Candidate or customer?
27 October 2006
With skills in short supply, hiring talented people is getting tougher and tougher. That's why some top companies are now approaching recruitment as a sales and marketing exercise
Jeff Hunter, director of Talent Strategies and Technology at Electronic Arts, doesn't refer to potential new recruits as 'candidates' - he uses sales terminology like 'leads' and 'contacts'. He also runs his recruitment operations from a sales software application. Ignoring the traditional HR notion that talented people have to convince you they deserve a job, Hunter believes getting the right people on board is like acquiring a new customer - you've got to find the right contacts, and then you've got to sell your company to them.
As one of the world's largest entertainment and games software companies with some 7000 employees, Electronic Arts (EA) recruits on a huge scale, adding new hires at the rate of 800 to 1000 a year. But the principles it applies to recruitment are just as valid for a start-up as they are to a large business - in some respects, even more so, given that small companies don't have the resource to cope with too many hiring mistakes.
What businesses of all sizes share in common is an ongoing struggle to hire the most talented people. Demographic changes in most Western economies mean that the proportion of elderly people is rapidly expanding as birth rates decline. In the tech sector, where many skills needs are cyclical, shortages in some specialist areas are acute, and it's particularly hard for start-ups to find the mix of skills they need. If your ideal candidate combines entrepreneurial vision and commercial expertise with hands-on technical know-how, you're probably fishing in a very small talent pool - and you're certainly not the only one with a rod and line.

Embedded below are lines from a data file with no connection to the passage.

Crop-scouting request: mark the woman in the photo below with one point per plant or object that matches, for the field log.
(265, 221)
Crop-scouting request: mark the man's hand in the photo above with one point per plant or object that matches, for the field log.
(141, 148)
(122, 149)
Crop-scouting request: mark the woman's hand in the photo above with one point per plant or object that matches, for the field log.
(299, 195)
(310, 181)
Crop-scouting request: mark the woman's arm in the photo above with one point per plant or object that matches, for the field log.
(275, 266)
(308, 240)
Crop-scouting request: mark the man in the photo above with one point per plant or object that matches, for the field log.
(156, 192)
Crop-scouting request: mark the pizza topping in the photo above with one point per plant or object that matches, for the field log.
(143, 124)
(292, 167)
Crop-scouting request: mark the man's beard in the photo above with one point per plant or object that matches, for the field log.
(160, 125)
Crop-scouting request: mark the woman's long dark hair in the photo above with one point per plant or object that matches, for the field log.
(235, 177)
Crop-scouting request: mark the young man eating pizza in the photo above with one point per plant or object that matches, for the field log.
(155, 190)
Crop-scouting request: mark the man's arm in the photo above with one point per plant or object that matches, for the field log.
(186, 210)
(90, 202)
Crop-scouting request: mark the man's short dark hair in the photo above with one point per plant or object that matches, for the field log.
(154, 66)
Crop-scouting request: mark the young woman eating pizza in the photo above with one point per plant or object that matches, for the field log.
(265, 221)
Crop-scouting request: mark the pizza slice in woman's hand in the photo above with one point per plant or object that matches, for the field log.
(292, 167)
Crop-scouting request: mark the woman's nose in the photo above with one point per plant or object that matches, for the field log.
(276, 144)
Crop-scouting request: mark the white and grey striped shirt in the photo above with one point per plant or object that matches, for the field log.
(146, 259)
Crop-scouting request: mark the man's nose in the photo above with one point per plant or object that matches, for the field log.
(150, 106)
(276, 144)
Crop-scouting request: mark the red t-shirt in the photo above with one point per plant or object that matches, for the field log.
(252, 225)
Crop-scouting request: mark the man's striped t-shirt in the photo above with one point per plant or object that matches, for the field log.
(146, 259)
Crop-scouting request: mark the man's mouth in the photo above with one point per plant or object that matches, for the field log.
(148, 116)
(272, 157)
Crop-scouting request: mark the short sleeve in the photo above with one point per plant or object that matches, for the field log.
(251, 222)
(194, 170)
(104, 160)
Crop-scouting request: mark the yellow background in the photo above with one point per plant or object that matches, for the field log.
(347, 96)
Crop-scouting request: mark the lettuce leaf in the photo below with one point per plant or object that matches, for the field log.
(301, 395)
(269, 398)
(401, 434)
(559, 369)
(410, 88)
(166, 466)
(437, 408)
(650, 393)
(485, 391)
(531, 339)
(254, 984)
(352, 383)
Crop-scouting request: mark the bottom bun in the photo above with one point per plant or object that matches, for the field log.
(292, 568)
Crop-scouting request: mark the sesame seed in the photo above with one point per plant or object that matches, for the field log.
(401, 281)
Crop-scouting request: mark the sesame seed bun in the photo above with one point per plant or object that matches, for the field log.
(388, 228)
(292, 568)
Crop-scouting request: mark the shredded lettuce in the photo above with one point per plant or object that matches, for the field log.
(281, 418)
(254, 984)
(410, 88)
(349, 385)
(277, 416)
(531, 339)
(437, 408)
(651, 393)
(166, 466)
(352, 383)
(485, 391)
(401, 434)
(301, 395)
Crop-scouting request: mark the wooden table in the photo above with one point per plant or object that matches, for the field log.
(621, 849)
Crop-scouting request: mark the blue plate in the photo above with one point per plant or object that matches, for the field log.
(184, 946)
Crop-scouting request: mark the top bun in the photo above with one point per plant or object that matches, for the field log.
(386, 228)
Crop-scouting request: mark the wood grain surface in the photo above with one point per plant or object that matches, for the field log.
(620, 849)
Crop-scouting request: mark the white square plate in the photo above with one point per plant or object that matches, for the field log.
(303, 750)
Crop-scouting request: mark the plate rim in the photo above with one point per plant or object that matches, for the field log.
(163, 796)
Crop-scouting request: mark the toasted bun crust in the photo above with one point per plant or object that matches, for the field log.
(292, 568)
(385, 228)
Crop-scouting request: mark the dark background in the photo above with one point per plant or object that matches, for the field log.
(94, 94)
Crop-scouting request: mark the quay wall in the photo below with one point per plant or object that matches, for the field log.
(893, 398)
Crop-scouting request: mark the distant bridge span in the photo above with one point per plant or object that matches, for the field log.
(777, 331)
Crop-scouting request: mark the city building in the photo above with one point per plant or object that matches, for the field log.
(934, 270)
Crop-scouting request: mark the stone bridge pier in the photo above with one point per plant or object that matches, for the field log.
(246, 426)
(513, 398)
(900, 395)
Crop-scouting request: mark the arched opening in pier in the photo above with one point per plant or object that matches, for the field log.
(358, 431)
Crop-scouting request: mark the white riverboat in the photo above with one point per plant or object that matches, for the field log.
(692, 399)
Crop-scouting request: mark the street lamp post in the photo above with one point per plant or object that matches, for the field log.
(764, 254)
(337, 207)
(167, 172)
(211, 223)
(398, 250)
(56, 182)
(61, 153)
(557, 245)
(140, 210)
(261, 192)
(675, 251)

Approaching recruitment as a sales rather than HR exercise puts the focus on its competitive nature, and encourages aggressive rather than reactive tactics. If you pitch a customer and can't explain why your product or service meets one of their real needs, you won't close a deal: similarly, if you can't explain why a career at your company will be personally rewarding to a candidate, you won't hire the good ones.
This sales-driven approach also reflects the fact that people management and customer management are effectively two sides of the same coin. Customer relationship management (CRM) is a widely-recognised business philosophy covering the entire sales, marketing and service lifespan, from the moment you identify a prospect to the steps you take to ensure existing customers keep on buying from you (see 'Selling Game'). Human Capital Management follows many of the same principles, particularly in recognising that good people management is about acquiring, retaining and maximising the best employee 'assets'.
In both cases, the upfront costs (to find and acquire the right customers/employees) are high, which is why you need to maximise efficiencies in recruitment as much as you would in sales and marketing. But the value typically grows the longer people stay with you. Long-standing customers tend to require less support than new ones (because they know your product) and they can be upsold to new products and services. Likewise, employees tend to become more productive over time.
All of which helps explain why EA's Hunter was speaking about HR issues earlier this month at an event run by a CRM vendor, Salesforce.com. Although its roots are firmly in the sales management arena, Salesforce is building an eco-system of development partners who offer their own specialist services around its platform - and some of them are now turning to HR. Salesforce delivers software as a hosted service over the web, rather than as a traditional package (see 'Software or Services?'), and EA is now using the platform for all of its talent management.
Even if the volume of recruitment you do today doesn't merit investing in software or services of this kind, it's worth borrowing some techniques from the sales environment. Rather than storing CVs from unsuccessful candidates in a filing cabinet and forgetting about them, for example, there's a lot to be said for keeping electronic records of all the applicants you reviewed who might be suitable for other jobs that come up, with notes from any telephone conversations or interviews and diary reminders to touch base with them. It's not customer relationship management, it's candidate relationship management - but the principles are the same.